Skills investment key to improving North’s productivity

Councillor Susan Hinchcliffe

More spending on skills and research and development is vital to sustaining and enhancing economic growth across the North, according to the leader of Bradford Council.

And Councillor Susan Hinchcliffe said this was not only about investing in young people’s skills. She emphasised that older working people must also have support to access lifelong learning.

She was speaking at the State of the Region North breakfast seminar, held in association with Squire Patton Boggs and KPMG.

Ms Hinchcliffe addressed the gathering alongside Hannah Kendrick, partner at Squire Patton Boggs and Ian Ball, chief operating officer of listed property business Harworth Group.

She called on guests at the event to invest in their workforces, adding she was optimistic about the North’s prospects.

“It has become fashionable to be northern and I’m embracing that,” she said. “We can capitalise on this to get the Government to focus on the North. It will mean more opportunities and investment.

“Northern leaders are now working together a lot better than they used to, we can achieve more if we pull together.”

She said that while developments over the next 12 to 18 months were difficult to predict she knew the North would require extra money for its transport infrastructure.

“We need HS2 to be invested in all the way up to Leeds,” she said. “As the leader of Bradford Council I want Leeds to be successful in order for Bradford to succeed.
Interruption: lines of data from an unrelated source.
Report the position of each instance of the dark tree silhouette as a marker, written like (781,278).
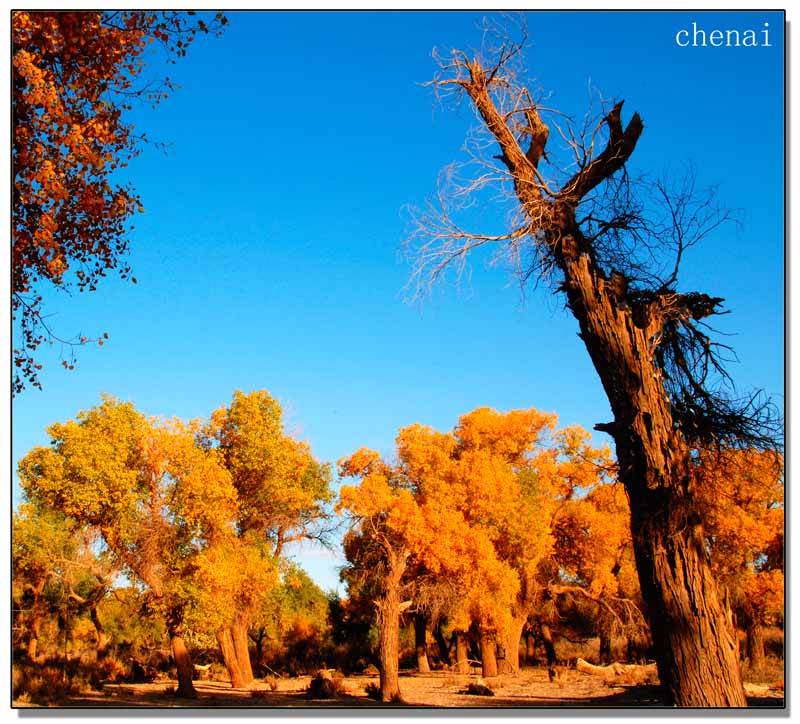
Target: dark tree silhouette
(612,246)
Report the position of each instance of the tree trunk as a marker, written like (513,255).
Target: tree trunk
(225,639)
(692,638)
(242,650)
(530,648)
(444,647)
(606,655)
(102,639)
(488,645)
(389,627)
(462,653)
(421,641)
(33,634)
(511,642)
(183,663)
(755,645)
(389,646)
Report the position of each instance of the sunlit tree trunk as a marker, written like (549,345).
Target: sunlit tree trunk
(421,642)
(242,650)
(102,639)
(183,663)
(488,646)
(754,631)
(549,648)
(226,647)
(530,648)
(511,644)
(692,639)
(462,653)
(389,626)
(33,636)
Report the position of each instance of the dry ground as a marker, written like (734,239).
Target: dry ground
(530,688)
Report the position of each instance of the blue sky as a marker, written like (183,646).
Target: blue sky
(268,255)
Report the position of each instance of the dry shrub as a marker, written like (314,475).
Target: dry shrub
(772,671)
(46,683)
(326,685)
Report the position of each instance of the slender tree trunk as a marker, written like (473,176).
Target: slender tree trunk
(530,648)
(444,647)
(754,646)
(511,642)
(549,649)
(242,650)
(225,640)
(606,655)
(102,639)
(389,626)
(488,644)
(33,637)
(183,663)
(462,653)
(421,641)
(389,645)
If one of us falls behind we all fall behind.

“And we need both HS2 and Northern Powerhouse Rail. It’s very hard to do bits of infrastructure at a time – it needs to be done as a whole.”

She warned the North was currently “way behind” with public transport provision, adding this infrastructure must be regarded as a public good which deserves more attention.

Ms Hinchcliffe said encouraging people out of their cars by giving them better public transport links was particularly important as part of the region’s response to the Climate Emergency.

Hannah Kendrick

Ms Kendrick pointed out the North’s economy is now worth more than £339bn, covering a hugely diverse range of sectors.

“Twenty per cent of UK export goods and services come from the Northern Powerhouse Region, and eight out of ten of the most visited towns and cities in England and in the Northern Powerhouse Region,” she said.

“At Squire Patton Boggs we’re starting to help businesses see this region as a global platform. And the companies we work with are doing a lot of things right.”

Political and economic significance of the North now recognised nationally

Mr Ball said the North has an excellent reputation across the world for the goods it produces and the demanding standards set by its universities.

He cited the high quality work carried out at Rotherham’s Advanced Manufacturing Park – which is just one of the locations supported by his own firm.

However, he also noted: “Productivity tends to lag a bit, mostly because of the skills shortage and the need for further infrastructure investment.

“HS2 would benefit us, but my frustration here is the speed at which it is being handled. They need to either make a call on it or back out. And if they do back out they must focus on Northern Powerhouse Rail, as the east to west rail ink is very important for the region.

Ian Ball

“If we can improve the Leeds – Manchester connection time the North would make a huge step forward. At the moment the train connection isn’t good enough.”

Ball said the North can take advantage of the fact that it is seen as an affordable option for people and businesses being forced out of pricey London.

“The public sector can play a key role in attracting the kinds of business which will give us a supply chain uplift,” he said. “It becomes a self-reinforcing circle, because if we get high tech businesses coming to the region, that in turn attracts young, skilled people who will want to stay here.

“What’s fascinating for me is that in this coming General Election the North is a stated battleground, which I don’t think was always the case before.

“The fact the Conservatives are talking about fighting for Labour seats in the North – that’s something positive.”

Mr Ball said he wanted to see a decisive result “one way or another” in the election, so business people can adapt accordingly then move on. He said his company had seen property occupiers deferring making major business decisions during the last two years of uncertainty.